What is an Emergency Fund
An emergency fund is an easily available pot of cash to be used for any emergency or unexpected expenses. Such expenses include losing your job, the boiler breaks or your car breaks down. The purpose of an emergency fund is to provide you with a level of financial security incase the worst happens. Emergency funds should be funded by cash or short term bonds or investments that can be quickly liquidated.
How much should be in an Emergency fund
The generally accepted amount that should be in a fully funded emergency fund is 3 – 6 months of expenses. In effect your fund should be able to support you in a worst case scenario for at least 3 months if you were to lose your job. However, to start with I would recommend that new savers start with a target of £1,000. This would provide you with a small safety net while you then focus on paying off any debt. If you have no debt, work towards having 3 – 6 months of expenses.
- An emergency fund is a financial safety net incase the worst should happen.
- Start with a £1,000 emergency fun while paying off debt, then increase to 3-6 months of expenses.
- Savers should use any spare money after key expenses to build up their emergency fund.
So if you have expenses totalling £1,000 a month – including rent/mortgage, food, utility bills etc – you should aim to build up a fully funded emergency fund of at least £3,000 (3 months) to £6,000 (6 months).

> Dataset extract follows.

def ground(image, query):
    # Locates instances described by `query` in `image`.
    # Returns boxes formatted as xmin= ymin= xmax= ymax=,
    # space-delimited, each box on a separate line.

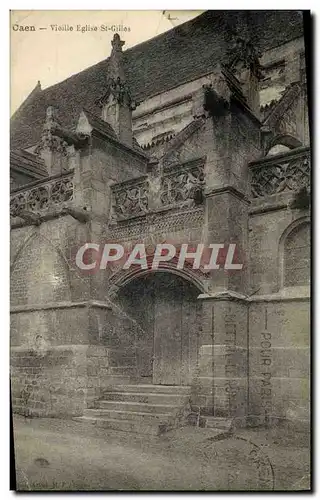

I would recommend saving into an instant access savings account.
How to build your Emergency Fund
Before you start putting money anywhere you need to understand where the money you earn every month goes. The best way to do this is to write a detailed budget. Your budget should list all your income and expenses – incl. rent/mortgage, food, utility bills, phone bill, gym etc. Additionally, your budget should detail any savings or debt you currently have.
After writing a detailed budget you should be able to visually see where all your money is spent, and from there start to manage it effectively. Any spare money you have as well as money from cutting unnecessary expenses should be directed towards building your emergency fund.
Make sure you set a goal! Whether this is £1,000 or 3 or 6 months expenses, make sure you have a clear and realistic goal. Having a goal will make it more likely that you will achieve the required savings amount.
If you have savings or investments
If you already having an amount of savings – this is great! If the amount of savings you have equals your goal of an emergency fund, simply label them as your emergency fund. This means, however, that you are not allowed to use them for ‘wants’.
If you are currently investing or doing additional contributions to a pension, I would recommend pausing those investments and redirect any funds into building your emergency fund. Once you have completed your emergency fund you can then reevaluate what you use that money for.